Власть есть такая же профессия, как и всякая другая. Если кучер запьет и не исполняет своих обязанностей, его прогоняют.
Так было и с нами: классом властителей. Мы слишком много пили и пели. Нас прогнали.
Прогнали и взяли себе других властителей, на этот раз «из жидов».
Их, конечно, скоро ликвидируют. Но не раньше, чем под жидами образуется дружина, прошедшая суровую школу. Эта должна уметь властвовать, иначе ее тоже «избацают».
Коммунизм же был эпизод. Коммунизм («грабь награбленное» и все прочее такое) был тот рычаг, которым новые властители сбросили старых.
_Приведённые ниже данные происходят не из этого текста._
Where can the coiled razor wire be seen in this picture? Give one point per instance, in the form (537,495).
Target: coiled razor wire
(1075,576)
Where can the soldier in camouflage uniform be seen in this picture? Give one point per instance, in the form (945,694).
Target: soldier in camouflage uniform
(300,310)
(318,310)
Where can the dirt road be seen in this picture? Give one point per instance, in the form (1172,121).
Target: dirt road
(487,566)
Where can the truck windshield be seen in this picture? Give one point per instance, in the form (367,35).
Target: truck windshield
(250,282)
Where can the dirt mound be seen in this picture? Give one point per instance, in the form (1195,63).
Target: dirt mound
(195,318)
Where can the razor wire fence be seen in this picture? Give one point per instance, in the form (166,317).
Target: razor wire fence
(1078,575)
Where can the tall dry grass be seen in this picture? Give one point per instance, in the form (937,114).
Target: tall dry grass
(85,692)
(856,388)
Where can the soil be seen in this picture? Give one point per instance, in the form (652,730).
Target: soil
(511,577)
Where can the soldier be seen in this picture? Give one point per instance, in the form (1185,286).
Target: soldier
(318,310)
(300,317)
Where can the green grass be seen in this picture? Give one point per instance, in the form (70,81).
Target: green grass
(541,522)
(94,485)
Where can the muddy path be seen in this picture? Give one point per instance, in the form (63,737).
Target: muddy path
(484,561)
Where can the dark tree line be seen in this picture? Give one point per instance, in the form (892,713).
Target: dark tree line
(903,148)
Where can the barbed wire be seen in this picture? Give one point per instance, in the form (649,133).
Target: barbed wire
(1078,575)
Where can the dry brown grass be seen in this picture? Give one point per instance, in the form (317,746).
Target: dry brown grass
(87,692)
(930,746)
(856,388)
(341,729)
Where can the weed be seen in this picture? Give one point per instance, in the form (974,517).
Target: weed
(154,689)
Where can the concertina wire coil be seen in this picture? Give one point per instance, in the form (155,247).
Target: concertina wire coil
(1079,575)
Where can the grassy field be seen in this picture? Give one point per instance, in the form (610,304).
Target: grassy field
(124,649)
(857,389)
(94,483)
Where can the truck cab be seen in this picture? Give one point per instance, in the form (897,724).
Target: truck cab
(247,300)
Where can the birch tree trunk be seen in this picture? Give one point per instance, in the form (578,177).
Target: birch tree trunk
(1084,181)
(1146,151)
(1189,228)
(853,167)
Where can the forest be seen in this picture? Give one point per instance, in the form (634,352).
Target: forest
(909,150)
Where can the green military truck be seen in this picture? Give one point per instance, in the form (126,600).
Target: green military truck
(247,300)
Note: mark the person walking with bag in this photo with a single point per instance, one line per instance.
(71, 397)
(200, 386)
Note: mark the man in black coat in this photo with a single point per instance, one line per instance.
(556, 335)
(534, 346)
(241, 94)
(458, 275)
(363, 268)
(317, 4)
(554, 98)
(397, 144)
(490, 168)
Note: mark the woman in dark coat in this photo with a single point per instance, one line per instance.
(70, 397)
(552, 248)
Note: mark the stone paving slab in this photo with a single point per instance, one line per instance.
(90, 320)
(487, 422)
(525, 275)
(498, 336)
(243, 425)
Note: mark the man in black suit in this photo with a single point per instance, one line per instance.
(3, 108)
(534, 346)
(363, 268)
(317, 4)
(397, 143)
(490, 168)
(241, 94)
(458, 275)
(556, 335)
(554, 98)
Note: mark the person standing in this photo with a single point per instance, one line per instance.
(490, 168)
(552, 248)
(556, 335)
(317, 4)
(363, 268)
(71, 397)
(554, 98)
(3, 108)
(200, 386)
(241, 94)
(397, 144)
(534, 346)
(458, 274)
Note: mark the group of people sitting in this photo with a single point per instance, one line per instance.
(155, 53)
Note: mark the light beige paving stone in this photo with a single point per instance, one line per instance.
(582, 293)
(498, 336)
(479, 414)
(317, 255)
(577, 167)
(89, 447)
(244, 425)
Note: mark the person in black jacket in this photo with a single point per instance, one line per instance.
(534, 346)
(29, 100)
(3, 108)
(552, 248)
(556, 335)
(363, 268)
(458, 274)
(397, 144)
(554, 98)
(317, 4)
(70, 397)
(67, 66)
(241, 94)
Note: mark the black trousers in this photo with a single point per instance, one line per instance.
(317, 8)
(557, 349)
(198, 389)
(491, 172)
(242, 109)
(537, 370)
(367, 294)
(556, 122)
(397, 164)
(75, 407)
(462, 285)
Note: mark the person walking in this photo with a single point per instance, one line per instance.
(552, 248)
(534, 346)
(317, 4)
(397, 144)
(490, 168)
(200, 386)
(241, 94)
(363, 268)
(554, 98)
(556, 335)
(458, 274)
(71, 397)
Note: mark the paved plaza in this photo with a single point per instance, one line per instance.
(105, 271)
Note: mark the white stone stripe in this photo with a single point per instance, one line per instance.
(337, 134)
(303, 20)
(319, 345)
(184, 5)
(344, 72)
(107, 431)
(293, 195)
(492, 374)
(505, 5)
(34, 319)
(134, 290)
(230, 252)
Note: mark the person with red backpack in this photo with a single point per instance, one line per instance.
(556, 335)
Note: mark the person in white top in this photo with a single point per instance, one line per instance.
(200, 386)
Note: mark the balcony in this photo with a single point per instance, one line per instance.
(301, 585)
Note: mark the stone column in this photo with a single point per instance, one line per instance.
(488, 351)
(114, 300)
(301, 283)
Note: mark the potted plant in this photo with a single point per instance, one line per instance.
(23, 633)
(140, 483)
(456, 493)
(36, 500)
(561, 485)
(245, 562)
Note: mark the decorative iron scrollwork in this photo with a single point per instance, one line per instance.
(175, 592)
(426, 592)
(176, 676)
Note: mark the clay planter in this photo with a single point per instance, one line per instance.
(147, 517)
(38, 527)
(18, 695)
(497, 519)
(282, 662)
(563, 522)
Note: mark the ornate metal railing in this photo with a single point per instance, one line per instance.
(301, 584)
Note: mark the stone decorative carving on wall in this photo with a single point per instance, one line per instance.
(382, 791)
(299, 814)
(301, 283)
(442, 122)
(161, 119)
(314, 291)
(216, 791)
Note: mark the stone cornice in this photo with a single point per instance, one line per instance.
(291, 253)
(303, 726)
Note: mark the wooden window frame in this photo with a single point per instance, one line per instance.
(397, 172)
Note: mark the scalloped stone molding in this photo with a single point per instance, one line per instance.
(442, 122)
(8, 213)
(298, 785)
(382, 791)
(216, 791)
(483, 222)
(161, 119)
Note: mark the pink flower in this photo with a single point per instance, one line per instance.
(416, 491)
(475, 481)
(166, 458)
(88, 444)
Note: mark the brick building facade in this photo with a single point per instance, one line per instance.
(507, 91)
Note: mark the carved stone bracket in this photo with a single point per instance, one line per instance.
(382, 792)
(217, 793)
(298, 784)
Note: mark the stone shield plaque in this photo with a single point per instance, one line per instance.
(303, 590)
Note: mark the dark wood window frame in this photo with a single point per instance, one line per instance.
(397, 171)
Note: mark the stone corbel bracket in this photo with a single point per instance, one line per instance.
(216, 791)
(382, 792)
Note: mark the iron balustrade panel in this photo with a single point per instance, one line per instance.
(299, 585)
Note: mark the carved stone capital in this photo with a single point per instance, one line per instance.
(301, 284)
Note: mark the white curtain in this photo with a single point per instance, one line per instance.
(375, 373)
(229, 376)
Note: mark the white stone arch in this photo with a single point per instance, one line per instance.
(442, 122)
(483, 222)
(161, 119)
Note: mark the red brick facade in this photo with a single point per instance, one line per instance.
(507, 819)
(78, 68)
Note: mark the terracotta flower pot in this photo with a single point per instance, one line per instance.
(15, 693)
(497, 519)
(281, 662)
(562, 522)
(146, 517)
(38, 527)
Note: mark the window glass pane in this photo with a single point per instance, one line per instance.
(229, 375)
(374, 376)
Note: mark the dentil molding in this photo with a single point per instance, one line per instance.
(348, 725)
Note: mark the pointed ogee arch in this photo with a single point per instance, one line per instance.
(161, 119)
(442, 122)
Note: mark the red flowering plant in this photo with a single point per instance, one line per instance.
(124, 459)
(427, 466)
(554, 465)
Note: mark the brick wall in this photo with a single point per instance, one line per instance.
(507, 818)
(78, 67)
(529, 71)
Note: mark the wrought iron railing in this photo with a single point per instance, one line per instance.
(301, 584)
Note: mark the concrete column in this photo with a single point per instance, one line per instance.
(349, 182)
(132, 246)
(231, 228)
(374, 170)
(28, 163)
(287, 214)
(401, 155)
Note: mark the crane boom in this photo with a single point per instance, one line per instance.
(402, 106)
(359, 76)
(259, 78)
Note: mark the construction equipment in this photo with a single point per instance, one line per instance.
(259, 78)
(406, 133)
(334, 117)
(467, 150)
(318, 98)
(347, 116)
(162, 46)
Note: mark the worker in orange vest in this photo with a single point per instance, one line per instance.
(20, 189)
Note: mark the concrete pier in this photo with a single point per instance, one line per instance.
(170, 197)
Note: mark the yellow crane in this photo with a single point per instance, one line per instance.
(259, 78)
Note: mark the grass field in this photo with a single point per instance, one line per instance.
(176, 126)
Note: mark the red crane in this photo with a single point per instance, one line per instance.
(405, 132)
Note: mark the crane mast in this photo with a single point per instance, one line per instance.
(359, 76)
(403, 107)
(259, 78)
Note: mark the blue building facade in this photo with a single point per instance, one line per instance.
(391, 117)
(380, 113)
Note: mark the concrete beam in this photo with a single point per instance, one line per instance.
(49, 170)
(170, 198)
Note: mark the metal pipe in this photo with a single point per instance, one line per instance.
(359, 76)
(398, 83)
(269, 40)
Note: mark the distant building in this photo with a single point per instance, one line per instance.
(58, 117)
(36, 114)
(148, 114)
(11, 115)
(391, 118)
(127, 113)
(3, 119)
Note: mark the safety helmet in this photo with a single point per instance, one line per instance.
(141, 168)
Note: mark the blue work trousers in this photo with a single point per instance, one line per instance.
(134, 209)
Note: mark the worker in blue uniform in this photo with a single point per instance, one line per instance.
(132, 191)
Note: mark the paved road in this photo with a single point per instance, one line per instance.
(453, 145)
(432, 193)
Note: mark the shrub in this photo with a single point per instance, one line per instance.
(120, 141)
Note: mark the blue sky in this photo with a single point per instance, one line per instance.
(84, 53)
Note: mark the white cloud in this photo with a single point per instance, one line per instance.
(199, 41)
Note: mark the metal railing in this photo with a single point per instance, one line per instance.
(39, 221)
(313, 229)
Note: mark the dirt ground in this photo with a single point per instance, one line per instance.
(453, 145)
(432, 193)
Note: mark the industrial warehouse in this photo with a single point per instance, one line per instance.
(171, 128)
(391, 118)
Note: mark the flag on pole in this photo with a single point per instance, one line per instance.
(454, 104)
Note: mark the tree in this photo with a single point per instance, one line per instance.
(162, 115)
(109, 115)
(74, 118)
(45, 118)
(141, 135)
Затем коммунизм сдали в музей (музей революции), а жизнь входит в старые русла при новых властителях.
Вот и все…
И это ясно написано на улице Владимира Короленко, как и на всех других.
* * *Памятник Богдану Хмельницкому стоит против Софийского Собора.
* * *Ой, ты, батько Зиновий-Богдане… Вздернул коня над кручей! Смотришь вдаль. Что видишь? Сорок сороков горят Белокаменной. Что слышишь? Звон их по ветру доносится.
Что мыслишь? Царь Алексей Михайлович на Кремлевское крыльцо вышел.
Ну, что ж? Быть али не быть? Ох, высока ты, киевская круча, ох, широк, широк ты, Днепр…
Замерла казацкая степь.
— «Самое имя русское хотят задушить в нашей земле!» — поют в тишине днепровские струи. И кричит в ответ гетманское сердце:
— Да не будет сего!
— Да не будет, — шумит казацкое море. — Да не будет! Стрибай, батько! Стрибай, Богдане!!!
И гетман прыгнул. Высоко взвился степной конь, зацепил было за тучу, но справился.
— Под твою руку, Алексей Михайлович! Прими старое гнездо свое, древнее, Киев и с ним всю Малую Русь! Сбереги, Царь русский, Племя русское…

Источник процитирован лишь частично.